The huge Conservative rebellion on Tuesday over Johnson’s new Coronavirus restrictions will only increase the sense that the party is on a downward slope.


Helping Hand From Labour?

Whether the Conservatives’ downward slope will be steep enough to overturn such a huge Conservative majority in North Shropshire remains to be seen.

One factor that could save Johnson’s party is the performance of Labour, which came second in the seat in 2019.

Keir Starmer’s party has been holding back national resources from the campaign in what appears to be an informal pact to help the Liberal Democrats. However, local Labour activists have still been pushing hard, which has led to a nervousness among some Lib Dems.

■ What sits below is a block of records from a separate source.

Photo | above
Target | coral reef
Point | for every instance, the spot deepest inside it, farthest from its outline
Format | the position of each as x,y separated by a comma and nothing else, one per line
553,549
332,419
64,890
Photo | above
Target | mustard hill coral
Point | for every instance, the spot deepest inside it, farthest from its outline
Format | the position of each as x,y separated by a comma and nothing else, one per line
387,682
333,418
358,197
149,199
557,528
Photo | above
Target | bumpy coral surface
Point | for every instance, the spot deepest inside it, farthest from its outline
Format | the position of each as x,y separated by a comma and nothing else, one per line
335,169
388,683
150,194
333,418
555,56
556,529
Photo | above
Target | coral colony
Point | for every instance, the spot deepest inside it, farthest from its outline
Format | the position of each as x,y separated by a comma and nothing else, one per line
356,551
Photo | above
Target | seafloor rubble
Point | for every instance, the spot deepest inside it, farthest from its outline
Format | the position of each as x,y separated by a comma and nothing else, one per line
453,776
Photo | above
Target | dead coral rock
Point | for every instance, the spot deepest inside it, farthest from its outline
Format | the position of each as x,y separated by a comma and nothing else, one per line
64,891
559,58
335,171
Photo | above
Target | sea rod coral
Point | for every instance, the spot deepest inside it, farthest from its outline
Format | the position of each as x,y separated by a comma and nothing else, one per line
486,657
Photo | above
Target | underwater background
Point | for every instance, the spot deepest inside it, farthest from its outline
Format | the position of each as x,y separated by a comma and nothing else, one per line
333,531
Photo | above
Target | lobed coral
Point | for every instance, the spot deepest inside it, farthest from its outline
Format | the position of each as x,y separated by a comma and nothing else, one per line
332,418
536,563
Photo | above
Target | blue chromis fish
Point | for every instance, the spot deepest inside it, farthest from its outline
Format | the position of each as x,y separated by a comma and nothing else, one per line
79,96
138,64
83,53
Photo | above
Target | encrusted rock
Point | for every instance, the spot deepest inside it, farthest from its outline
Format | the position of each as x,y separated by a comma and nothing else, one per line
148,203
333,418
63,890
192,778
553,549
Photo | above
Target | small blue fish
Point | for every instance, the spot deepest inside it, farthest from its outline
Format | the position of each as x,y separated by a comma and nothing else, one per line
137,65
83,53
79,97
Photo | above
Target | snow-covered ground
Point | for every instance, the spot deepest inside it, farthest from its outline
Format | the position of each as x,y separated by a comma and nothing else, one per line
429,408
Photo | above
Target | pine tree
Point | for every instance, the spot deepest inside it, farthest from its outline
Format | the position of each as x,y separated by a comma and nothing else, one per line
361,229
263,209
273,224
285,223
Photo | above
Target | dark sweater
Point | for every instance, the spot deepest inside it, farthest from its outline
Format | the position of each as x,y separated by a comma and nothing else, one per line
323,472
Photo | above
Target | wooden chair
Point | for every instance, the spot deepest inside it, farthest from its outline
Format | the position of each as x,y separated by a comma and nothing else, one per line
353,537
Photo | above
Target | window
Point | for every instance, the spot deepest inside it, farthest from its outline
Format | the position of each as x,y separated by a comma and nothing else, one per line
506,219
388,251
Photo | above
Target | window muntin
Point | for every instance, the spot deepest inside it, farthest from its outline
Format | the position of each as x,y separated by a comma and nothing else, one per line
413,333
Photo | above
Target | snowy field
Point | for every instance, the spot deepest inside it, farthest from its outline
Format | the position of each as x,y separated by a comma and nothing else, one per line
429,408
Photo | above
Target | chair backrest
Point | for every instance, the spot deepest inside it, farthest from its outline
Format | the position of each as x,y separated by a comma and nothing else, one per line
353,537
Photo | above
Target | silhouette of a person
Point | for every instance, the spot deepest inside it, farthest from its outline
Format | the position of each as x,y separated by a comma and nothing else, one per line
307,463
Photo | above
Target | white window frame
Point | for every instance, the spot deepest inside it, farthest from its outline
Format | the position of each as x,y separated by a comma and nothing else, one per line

“Most voters get it, but if it comes down to just a handful of votes, we could find ourselves in territory where the Labour vote exceeds the difference with the Conservatives, which would be very bad,” one Lib Dem MP told Byline Times.

Others in the party are less worried, saying that most voters in the seat understand the need for tactical voting.

“When talking to people on the doorstep, they very much have got the message that this is a contest between us and the Conservatives,” one Lib Dem source said. “And I think most people understand that this is the sort of place that the Lib Dems have won before and it’s not really the sort of place that you would associate with Labour.”

With no constituency polling, it is difficult to judge quite how close the race is. However, the sheer amount of resources that the Lib Dems are pouring into the seat and the nervousness among Conservative MPs suggests that it could be genuinely in play.

Most Lib Dems are guarded about their chances. However, one senior MP in the party told Byline Times that there was a chance they could “romp it” on Thursday.

If that were to happen, Johnson’s leadership could – for the first time – be in serious danger.